The previous five or six thousand years have had a human mindset of the Earth, not the Sun, being the center of not just the Solar System, but also the entire Universe.
And the influence of the points of light in the sky on the human race led to the concoction of many Gods to explain the eclipses of the Sun and Moon, the close gatherings of the bright planets, and the location of the Moon against the same background of stars.
Centuries of stargazing is placed against a background of Kings, Queens and dynasties, the legends and destiny of these world leaders enhanced by the purported omens in the sky.
And over 2,000 years ago, something in the sky lead a group of “Wise Men” to visit a babe in a manger who filled an ancient prophecy of a Messiah for the Hebrews. What was it?
Today, the 21st century war zone of Iran and Iraq is the ancient Shinar Plains, talked about in the Old Testament Bible, and where peoples of antiquity gave birth to their ideas about the Sun, Moon and stars.
Now considered the cradle of all civilized man, around 4,000 BC this region of the world east of Europe was a lush paradise and inhabited by an intelligent breed of human, the Sumerians.
Where they came from, how they got to Shinar, and where they learned their skilled ways is a mystery. But the Sumerians pioneered irrigation, and turned the land between the two mighty rivers into rich farmland that would be known throughout history as the “Fertile Crescent.” Then, they rebuilt the villages into towns, and created pottery, artwork and music.
It was the ancient Sumerians who developed a numbering system based on 60 units—still used today in the minutes of an hour and degrees in a circle.
So long ago were these intelligent inhabitants of the Shinar Plains, no names existing of their scholars or leaders.
The Sumerian people lived in the lands around today’s Baghdad, and they built temples to the Gods.
And their Gods were the revered deities who controlled the skies above with impact on humans below, which was interpreted by the moving Sun, Moon and stars.
The Sumerians made stargazing the religious duties of special priests, and the science of astronomy was born. The stargazer priest was soon revered throughout ancient history as a sort of psychic. And the maligned, false science of astrology was born.

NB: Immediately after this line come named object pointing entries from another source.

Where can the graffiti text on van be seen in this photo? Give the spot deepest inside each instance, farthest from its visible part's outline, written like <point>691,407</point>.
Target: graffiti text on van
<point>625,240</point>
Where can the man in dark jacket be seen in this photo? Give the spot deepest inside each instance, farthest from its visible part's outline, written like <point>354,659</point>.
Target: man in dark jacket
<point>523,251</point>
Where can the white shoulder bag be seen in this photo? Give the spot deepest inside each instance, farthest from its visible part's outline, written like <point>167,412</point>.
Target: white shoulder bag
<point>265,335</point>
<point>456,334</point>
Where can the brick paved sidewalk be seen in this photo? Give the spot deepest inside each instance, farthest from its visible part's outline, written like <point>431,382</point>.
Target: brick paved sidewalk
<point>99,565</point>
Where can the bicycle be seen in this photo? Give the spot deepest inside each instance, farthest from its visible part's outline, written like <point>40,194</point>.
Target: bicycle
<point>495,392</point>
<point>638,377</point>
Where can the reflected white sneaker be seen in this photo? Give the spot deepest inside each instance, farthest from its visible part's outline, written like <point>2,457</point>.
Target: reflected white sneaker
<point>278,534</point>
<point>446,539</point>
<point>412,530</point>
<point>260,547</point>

To many civilizations before and after the Sumerians, the movement of the Sun and Moon were the whim of God. The Earth was the center of the entire visible universe—a concept not debunked until the 17th Century.
Carefully plotted were the fixed star patterns that were imaginatively clumped together to form renderings of heroes, animals and everyday objects in the night sky. Many of today’s modern day constellations have had the same boundaries and names for thousands of years.
Then, there were the five stars that moved around the fixed patterns, today’s naked eye planets. Mysterious meteors streaked briefly across the sky, and occasionally a comet would slowly move through the heavens. Sometimes the full Moon would turn red or disappear. And once in a while the Sun would turn black in the daytime. For thousands of years, civilizations worldwide believed everything in the sky was controlled by a God and had meaning for humans.
Carefully watched were the five wandering stars as they moved around the sky. Today we know them as Mercury, Venus, Mars, Jupiter and Saturn, named after Roman gods. They were given different names by many civilizations, but their prophesized impact humanity was a universal belief.
When one or more of these wandering stars brightened and were near each other, the stargazing priests interpreted the “conjunction” as a celestial message from the Gods. The fate of kings and empires could be at stake.
The general population of ancient peoples knew the sky well—the star patterns being the foundation of mythogical stories told from generation to generation.
But it was up to the special stargazing priests to interpret the astrological horoscope of the heavens. Their powerful position helped shape the conquests and failures of history’s ancient kings and empires.